河野洋平元官房長官が「拉致問題」の解決を強調する日本政府に、朝日国交正常化を先に進めなければならないと苦言を呈した。
河野元官房長官は13日、東京都内で開かれた講演で、朝米首脳会談について「(朝米間の)話し合いが行われたことで、平和が近づいてきたと感じた。意味があり、すごいことだった」と述べたと、NHK放送が報じた。河野元官房長官はさらに、日本政府に「今、日本がやらなければならないことは、朝鮮半島の植民地化について申し訳なかったとお詫びをすることだ。韓国に対してはお詫びして経済支援などを行ったが、北朝鮮とは国交もなく、できずにいる。韓国と同じくらいのことは北朝鮮にもしないといけない」と述べた。

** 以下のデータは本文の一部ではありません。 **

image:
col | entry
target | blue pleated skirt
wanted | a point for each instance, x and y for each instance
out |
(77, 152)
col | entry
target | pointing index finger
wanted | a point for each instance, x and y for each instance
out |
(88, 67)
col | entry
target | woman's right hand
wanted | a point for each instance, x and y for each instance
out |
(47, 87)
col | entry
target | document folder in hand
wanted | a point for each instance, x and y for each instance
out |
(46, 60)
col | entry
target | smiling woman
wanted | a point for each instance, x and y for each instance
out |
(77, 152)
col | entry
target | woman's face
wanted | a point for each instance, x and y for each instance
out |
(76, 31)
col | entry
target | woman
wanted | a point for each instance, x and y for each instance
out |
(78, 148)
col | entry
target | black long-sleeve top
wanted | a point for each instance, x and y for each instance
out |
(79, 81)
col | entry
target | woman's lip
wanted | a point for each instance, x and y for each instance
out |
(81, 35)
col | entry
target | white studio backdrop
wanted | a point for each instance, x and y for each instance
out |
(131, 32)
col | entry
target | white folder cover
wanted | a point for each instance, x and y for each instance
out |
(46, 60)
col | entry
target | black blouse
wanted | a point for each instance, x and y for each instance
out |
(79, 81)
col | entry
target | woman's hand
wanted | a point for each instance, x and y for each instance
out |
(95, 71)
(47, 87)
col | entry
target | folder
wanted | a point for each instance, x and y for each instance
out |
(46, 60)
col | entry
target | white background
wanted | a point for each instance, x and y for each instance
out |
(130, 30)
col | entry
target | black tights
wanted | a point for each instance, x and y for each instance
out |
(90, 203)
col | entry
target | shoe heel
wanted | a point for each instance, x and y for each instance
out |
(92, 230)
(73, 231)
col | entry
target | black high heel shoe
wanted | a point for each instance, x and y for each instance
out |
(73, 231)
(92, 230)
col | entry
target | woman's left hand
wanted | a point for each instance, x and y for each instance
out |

河野元長官は、朝日間の最大懸案である拉致問題について「拉致(日本人拉致被害者問題)という大変難しく深刻な問題があるが、国交が正常化されず、植民地問題も処理できていない国に対して、ただ『(日本人拉致被害者を)帰せ、帰せ』とだけ言っても(問題は)解決しない。国と国との関係を正常化して、帰してもらう手順を踏まなければならない」と指摘した。安倍晋三首相が拉致問題のみを浮き彫りにし、北朝鮮との関係正常化に向けた努力はしていないことを批判したのだ。北朝鮮と国交正常化に向けた交渉を進め、その過程で拉致問題を解決すべきだと彼は主張した。
河野元官房長官は、日本軍慰安婦動員の過程の強制性と日本軍の介入を認めた1993年の「河野談話」を発表した主人公であり、安倍政府の平和憲法改正推進についても批判を続けている。また彼の息子は現職の日本外相の河野太郎氏だ。
史上初の朝米首脳会談の後、日本では日本も北朝鮮と国交正常化交渉と朝日首脳会談を行うべきという声が高まっている。日本の戦後清算とお詫びという観点で朝日国交正常化を主張する河野元官房長官とは異なる立場から、朝日国交正常化を主張する人も多い。米国が北朝鮮と首脳会談の際に日本に脅威になる短距離ミサイル問題をきちんと取り上げず、在韓米軍削減の可能性まで示唆したため、日本も北朝鮮と交渉を通じて独自に安保上の不安を解消する道を模索すべきとして、安保上の必要性を掲げる人も少なくない。日本人拉致被害者家族たちも日本政府が米国に頼るだけでは問題解決にならないとして、北朝鮮との直接交渉に乗り出すことを要求している。2002年、小泉純一郎首相の訪朝の際に帰国した拉致被害者曽我ひとみさんは、「結局、米朝ともに拉致被害者家族が置かれている現状を理解してもらえなかった」とし、「このまま問題を引き延ばすことはできない。安倍首相は必ず、日朝会談を開催すべく行動してほしい」と話したと、朝日新聞が報道した。